Teams fake injuries in high school, college and the NFL whether it’s to slow down a high-powered offense or to take away momentum from a charging offense during a key moment in a game. So what former Bears linebacker Brian Urlacher said in his new role as an analyst for Fox Sports 1 wasn’t all that revelatory.
Urlacher said that during his tenure with the Bears, the club utilized the practice of faking injuries to slow down offenses.
So perhaps the next time a player is penalized for faking an injury, he’ll blame the media. But he won’t be able to place the onus on the traditional media.
He can put that on Urlacher.
It’s interesting that a player who so often shunned the media throughout a 13-year career that should land him in the Hall of fame, made a huge splash in the NFL news cycle this week as a member of the media in his new role as a Fox Sports 1 analyst.
Urlacher’s revelation even made the NFL act on Thursday when it sent a memo reminding teams that “faking injuries” can result in disciplinary action and unsportsmanlike conduct penalties. The league cited the Supplemental Note to Rule 4, Section 5, Article 4, which says:
“The Competition Committee deprecates feigning injuries, with subsequent withdrawal, to obtain a timeout without penalty. Coaches are urged to cooperate in discouraging this practice. Be advised that violators of this policy will be subject to appropriate disciplinary action for conduct detrimental to the game which could include fines of coaches, players, and clubs, suspensions or forfeiture of draft choices. We have been fortunate that teams and players have consistently complied with the spirit of the rule and teams are strongly urged to continue to cooperate with this policy."

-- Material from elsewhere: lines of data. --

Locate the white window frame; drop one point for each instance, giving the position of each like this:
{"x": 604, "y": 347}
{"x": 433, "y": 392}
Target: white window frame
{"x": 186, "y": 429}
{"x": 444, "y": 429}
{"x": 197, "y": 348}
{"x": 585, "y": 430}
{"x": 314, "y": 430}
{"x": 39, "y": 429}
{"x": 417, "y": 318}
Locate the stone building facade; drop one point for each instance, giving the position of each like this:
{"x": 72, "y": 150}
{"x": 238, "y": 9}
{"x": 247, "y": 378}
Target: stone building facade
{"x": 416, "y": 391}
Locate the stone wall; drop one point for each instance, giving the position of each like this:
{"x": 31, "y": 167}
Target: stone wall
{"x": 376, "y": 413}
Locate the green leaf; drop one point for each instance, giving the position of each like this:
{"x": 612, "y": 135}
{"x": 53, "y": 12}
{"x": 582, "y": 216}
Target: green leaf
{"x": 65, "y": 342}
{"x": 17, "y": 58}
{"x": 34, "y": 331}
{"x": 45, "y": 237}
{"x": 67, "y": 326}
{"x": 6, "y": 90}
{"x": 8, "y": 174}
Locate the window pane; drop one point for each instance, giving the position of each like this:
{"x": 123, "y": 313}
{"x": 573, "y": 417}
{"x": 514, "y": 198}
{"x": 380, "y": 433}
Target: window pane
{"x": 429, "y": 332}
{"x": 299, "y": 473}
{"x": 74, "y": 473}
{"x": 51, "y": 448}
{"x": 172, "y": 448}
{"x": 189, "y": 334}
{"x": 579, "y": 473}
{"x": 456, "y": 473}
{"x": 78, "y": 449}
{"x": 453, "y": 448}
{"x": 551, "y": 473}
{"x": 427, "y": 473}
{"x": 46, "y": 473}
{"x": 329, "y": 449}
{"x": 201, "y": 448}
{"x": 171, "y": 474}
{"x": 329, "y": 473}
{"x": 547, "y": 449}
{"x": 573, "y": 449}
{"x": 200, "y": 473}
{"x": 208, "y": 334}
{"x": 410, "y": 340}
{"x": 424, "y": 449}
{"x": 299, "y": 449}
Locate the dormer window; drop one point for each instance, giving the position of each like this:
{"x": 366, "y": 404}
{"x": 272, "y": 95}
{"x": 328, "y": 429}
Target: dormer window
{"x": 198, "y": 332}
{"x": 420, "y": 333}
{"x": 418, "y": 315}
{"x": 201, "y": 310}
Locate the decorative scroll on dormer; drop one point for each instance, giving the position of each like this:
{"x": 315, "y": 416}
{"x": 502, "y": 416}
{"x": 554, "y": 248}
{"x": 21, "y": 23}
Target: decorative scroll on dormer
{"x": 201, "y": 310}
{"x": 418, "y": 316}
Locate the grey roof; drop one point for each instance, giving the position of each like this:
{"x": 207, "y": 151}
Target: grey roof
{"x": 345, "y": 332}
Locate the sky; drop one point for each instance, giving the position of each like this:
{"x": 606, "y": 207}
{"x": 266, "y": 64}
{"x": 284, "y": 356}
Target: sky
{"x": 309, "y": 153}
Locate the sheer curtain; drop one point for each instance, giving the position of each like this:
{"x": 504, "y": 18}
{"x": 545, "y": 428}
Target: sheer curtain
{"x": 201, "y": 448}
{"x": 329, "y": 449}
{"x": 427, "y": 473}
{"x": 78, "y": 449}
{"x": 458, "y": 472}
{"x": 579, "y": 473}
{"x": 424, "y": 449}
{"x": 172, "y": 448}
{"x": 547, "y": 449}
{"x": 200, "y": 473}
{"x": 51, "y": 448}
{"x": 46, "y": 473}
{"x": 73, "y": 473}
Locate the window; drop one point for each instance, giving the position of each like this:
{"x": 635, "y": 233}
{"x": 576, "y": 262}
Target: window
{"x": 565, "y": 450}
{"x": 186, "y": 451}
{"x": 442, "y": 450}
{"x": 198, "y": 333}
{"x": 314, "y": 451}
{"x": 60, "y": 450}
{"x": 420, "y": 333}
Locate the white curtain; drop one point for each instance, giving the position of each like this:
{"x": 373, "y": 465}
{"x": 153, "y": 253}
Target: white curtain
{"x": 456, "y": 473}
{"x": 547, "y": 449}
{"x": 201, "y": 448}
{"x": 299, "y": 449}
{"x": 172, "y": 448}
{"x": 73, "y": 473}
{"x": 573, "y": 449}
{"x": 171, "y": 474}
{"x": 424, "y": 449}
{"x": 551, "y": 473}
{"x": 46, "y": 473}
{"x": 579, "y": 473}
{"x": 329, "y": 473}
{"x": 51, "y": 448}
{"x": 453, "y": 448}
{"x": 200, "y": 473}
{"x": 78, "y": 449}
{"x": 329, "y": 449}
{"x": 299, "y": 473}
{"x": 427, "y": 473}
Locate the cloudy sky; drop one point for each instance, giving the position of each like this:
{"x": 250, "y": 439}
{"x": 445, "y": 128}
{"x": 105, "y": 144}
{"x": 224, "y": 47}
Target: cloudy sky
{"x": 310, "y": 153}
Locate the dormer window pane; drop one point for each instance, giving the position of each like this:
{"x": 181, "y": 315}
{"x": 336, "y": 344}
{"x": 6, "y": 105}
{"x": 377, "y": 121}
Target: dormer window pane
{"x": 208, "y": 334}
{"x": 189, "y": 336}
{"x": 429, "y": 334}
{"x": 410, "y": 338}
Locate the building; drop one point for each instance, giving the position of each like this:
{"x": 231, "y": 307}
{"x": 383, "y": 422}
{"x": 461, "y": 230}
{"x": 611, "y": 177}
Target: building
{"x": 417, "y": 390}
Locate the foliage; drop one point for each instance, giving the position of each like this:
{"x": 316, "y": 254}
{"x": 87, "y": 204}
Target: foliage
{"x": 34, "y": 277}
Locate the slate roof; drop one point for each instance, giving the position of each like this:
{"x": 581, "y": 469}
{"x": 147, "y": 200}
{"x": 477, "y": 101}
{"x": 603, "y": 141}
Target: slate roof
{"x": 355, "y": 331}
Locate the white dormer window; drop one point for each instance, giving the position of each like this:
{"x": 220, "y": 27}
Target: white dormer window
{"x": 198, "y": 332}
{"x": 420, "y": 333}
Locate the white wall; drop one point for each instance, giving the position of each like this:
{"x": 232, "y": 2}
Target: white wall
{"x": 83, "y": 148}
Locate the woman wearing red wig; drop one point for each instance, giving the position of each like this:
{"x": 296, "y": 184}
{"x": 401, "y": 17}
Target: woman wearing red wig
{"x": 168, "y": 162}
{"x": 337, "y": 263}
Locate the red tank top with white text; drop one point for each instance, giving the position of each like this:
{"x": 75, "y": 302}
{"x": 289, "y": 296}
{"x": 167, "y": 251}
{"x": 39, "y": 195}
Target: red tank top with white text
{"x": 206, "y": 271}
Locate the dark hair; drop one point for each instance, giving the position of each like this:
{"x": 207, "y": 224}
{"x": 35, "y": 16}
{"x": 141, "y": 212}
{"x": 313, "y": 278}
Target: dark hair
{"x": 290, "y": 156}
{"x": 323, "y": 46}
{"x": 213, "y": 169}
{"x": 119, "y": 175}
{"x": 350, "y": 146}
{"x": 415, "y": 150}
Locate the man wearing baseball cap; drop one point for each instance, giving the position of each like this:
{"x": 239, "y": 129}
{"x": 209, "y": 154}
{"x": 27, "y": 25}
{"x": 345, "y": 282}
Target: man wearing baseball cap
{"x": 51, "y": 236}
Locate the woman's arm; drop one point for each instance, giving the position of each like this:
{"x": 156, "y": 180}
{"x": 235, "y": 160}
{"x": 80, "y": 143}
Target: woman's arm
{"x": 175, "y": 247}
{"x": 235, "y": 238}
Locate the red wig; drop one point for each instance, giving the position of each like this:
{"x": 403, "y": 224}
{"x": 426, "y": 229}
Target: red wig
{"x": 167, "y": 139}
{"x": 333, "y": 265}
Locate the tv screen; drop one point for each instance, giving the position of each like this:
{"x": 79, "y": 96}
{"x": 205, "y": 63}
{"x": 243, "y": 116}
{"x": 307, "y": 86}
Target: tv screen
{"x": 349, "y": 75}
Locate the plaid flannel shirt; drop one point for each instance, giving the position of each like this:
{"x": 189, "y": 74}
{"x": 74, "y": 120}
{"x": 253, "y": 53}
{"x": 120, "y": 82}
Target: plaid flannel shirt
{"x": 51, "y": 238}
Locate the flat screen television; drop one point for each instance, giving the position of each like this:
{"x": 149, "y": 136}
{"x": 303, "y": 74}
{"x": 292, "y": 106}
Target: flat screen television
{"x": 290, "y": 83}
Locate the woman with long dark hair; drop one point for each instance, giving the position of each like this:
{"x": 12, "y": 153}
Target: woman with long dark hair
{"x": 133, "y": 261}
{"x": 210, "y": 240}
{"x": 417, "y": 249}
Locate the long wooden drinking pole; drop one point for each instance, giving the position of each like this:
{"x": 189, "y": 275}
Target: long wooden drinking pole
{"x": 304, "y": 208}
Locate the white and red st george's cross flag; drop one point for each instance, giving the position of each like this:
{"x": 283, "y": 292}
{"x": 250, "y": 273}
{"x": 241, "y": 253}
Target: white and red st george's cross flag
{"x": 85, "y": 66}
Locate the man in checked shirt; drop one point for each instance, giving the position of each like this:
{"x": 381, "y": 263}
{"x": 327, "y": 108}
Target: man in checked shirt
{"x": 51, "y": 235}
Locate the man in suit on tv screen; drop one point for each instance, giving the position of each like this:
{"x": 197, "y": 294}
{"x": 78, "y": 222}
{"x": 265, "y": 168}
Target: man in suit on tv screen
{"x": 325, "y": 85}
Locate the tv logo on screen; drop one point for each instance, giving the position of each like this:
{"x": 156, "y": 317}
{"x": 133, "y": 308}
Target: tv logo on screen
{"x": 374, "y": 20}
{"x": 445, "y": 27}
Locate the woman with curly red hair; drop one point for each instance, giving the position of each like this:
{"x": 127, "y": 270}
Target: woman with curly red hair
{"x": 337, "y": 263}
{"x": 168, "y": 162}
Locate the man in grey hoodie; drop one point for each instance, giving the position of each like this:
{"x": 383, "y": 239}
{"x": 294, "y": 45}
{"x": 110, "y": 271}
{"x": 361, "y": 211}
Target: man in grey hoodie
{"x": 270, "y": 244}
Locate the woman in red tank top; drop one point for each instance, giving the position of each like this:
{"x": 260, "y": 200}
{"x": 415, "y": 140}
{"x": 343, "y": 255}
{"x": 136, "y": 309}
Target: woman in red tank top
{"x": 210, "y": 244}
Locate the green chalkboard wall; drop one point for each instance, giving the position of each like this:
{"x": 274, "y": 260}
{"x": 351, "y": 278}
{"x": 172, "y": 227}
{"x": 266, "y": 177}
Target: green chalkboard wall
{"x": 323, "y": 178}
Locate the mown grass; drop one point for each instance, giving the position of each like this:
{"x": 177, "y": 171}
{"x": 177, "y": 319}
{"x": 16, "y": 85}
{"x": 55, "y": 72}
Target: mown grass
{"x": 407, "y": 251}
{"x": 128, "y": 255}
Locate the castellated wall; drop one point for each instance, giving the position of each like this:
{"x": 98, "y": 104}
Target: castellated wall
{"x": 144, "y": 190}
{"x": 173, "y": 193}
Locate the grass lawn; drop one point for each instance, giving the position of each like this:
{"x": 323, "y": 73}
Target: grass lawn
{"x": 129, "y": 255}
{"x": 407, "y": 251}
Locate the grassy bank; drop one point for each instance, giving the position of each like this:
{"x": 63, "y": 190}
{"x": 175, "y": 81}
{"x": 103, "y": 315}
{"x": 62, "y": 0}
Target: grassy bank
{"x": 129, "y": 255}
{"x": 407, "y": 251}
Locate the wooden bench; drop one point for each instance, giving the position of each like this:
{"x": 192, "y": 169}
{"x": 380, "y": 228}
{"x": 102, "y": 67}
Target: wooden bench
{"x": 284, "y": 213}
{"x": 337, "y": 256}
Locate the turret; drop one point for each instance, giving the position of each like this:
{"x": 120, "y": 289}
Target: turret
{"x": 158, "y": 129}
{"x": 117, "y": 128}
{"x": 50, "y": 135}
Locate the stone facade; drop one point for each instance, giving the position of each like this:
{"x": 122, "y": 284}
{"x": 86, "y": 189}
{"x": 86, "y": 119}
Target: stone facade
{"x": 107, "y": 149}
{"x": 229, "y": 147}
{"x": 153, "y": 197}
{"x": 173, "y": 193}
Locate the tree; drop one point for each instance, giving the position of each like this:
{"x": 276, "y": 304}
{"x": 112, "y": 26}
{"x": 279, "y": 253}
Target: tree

Feigning injuries isn’t unique to defensive players with so many teams preparing to face no-huddle, up-tempo attacks. Steelers’ receiver Emmanuel Sanders was fined $15,000 for feigning injury last season, and the Steelers were fined $35,000 as a team.
So again, Urlacher shed light on nothing new. Feigning injuries to force a stoppage in play is a widespread practice nobody talks about. If anything, Urlacher just broke locker-room code (Lance Briggs didn't seem offended on Thursday) by revealing tricks of the trade, which is interesting, given that throughout his career, he basically embodied what it was to be a Chicago Bear; and the one thing what we know about that team is it doesn’t make in-house matters public.